Silo and water level monitoring offers a different challenge. The devices are often very remote and usually do not have a local electricity source. It would seem obvious that a LoRa solution is perfect and sometimes it will be. But in the case of the water tank, we were asked to add EC and pH monitoring. Oops, they also wanted to monitor back pressure in the outflow line to detect leaks. I now have four LoRa devices and it is starting to look like a 3G battery powered central control unit on 4G with a solar charger is a more practical and cost effective solution.
If we aren’t talking remote, such as in the agricultural sense, then the rules are different. We can take as much data as we can generate, assuming the underlying bandwidth will cope. In a secure facility you might want to monitor every door and every access keypad and on a busy day it might generate a lot of data. Whatever the source or reason, the communication side is not really a problem but the data visualisation might be.

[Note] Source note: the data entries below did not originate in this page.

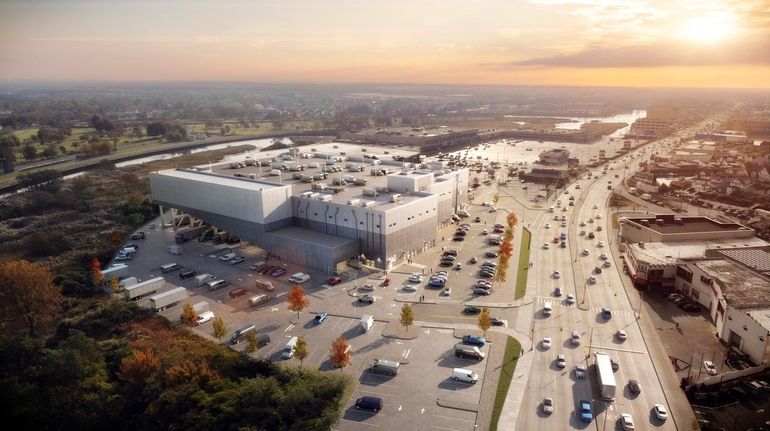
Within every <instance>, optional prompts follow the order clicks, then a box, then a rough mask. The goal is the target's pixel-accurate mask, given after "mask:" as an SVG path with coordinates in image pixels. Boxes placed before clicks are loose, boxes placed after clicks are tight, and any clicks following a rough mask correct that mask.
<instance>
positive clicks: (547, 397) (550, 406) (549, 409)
mask: <svg viewBox="0 0 770 431" xmlns="http://www.w3.org/2000/svg"><path fill="white" fill-rule="evenodd" d="M553 409H554V406H553V398H550V397H545V398H543V413H544V414H546V415H550V414H552V413H553Z"/></svg>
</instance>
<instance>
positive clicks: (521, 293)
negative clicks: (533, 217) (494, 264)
mask: <svg viewBox="0 0 770 431" xmlns="http://www.w3.org/2000/svg"><path fill="white" fill-rule="evenodd" d="M531 240H532V233H531V232H530V231H529V230H528V229H522V230H521V251H520V252H519V270H518V271H517V272H516V297H515V298H514V299H521V298H523V297H524V294H525V293H527V275H529V252H530V242H531Z"/></svg>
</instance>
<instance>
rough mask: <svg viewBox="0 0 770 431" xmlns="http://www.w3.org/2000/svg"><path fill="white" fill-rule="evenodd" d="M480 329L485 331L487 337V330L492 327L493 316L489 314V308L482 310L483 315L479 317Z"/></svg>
mask: <svg viewBox="0 0 770 431" xmlns="http://www.w3.org/2000/svg"><path fill="white" fill-rule="evenodd" d="M478 324H479V329H481V330H482V331H484V336H485V337H486V336H487V330H488V329H489V328H491V327H492V316H490V314H489V308H488V307H484V308H482V309H481V314H480V315H479V322H478Z"/></svg>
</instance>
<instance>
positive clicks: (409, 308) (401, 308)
mask: <svg viewBox="0 0 770 431" xmlns="http://www.w3.org/2000/svg"><path fill="white" fill-rule="evenodd" d="M399 322H401V326H403V327H404V329H406V331H407V332H409V327H410V326H412V324H413V323H414V312H413V311H412V306H411V305H409V304H404V305H403V306H401V318H400V319H399Z"/></svg>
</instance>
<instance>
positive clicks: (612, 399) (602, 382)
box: [594, 352, 615, 401]
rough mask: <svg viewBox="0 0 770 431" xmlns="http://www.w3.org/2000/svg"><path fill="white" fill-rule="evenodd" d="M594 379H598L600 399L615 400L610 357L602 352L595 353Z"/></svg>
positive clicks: (614, 387) (614, 381)
mask: <svg viewBox="0 0 770 431" xmlns="http://www.w3.org/2000/svg"><path fill="white" fill-rule="evenodd" d="M594 358H595V359H596V377H597V378H598V379H599V388H600V392H601V395H602V398H603V399H604V400H606V401H614V400H615V374H614V372H613V371H612V362H610V356H609V355H608V354H606V353H604V352H596V353H595V354H594Z"/></svg>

And here lies the next challenge. Are you dumping all that data on the client and expecting them to make head or tails from it or are you going to provide aggregation outcomes, alerts or management statistics of value? There are some very nice monitoring kits coming out of Scandinavia right now but apart from needing a genius electrician to install, you are left to design your own visualisations and set your own alerts. They also charge like a wounded bull per sensor. In itself this is quite a technical operation and if we all leave this to our prospective users to design, very few are going to get value for their trouble. Monitoring is fine but doing something sensible with that data is crucial to market acceptance.
3.            Control
By control l mean feedback. Refrigeration is a really good example. If a door is left open for too long, I want to set off an audible alarm in the building. Seed potato must be stored between 3.8C and 5.5C – too warm and it sprouts, too cold and it dies. If the temperature goes outside these limits I need to turn the unit up or down immediately, not wait for a human to respond to an SMS. (They could be at a party!) Being alerted that I have a disaster on my hands is not enough if I cannot get to unit fast enough. Even the silo solution has feedback potential. Outflow usage is slow – no problem - but when the truck is blowing the new grain in, it would be nice to know when it is nearing full so that we don’t overflow the silo. We could shut off the pump or sound a klaxon to force the onsite user to manual control.
There is also a common scenario where once a problem arises, a technician wants to see much denser data in order to assess what parts or equipment to bring with him on the inevitable call out. Unless there is some way to proactively change the data flow out of the device, it cannot happen. This might turn a low data flow pattern temporarily into a high flow pattern. There are countless examples of this. Heating and cooling, mechanical doors, alarms, lifts, plant and machinery and many, many more. To me, it isn’t enough to just monitor data; we need to provide value back to the source and help control problem situations.
In summary, our technology choice will dictate or compromise the capability we can supply the client. It will also dramatically influence the cost and complexity of providing that service. What does the customer expect from the data? One shoe size does not fit all and unless you are going to help the client do something practical with all that data then everyone is wasting their time.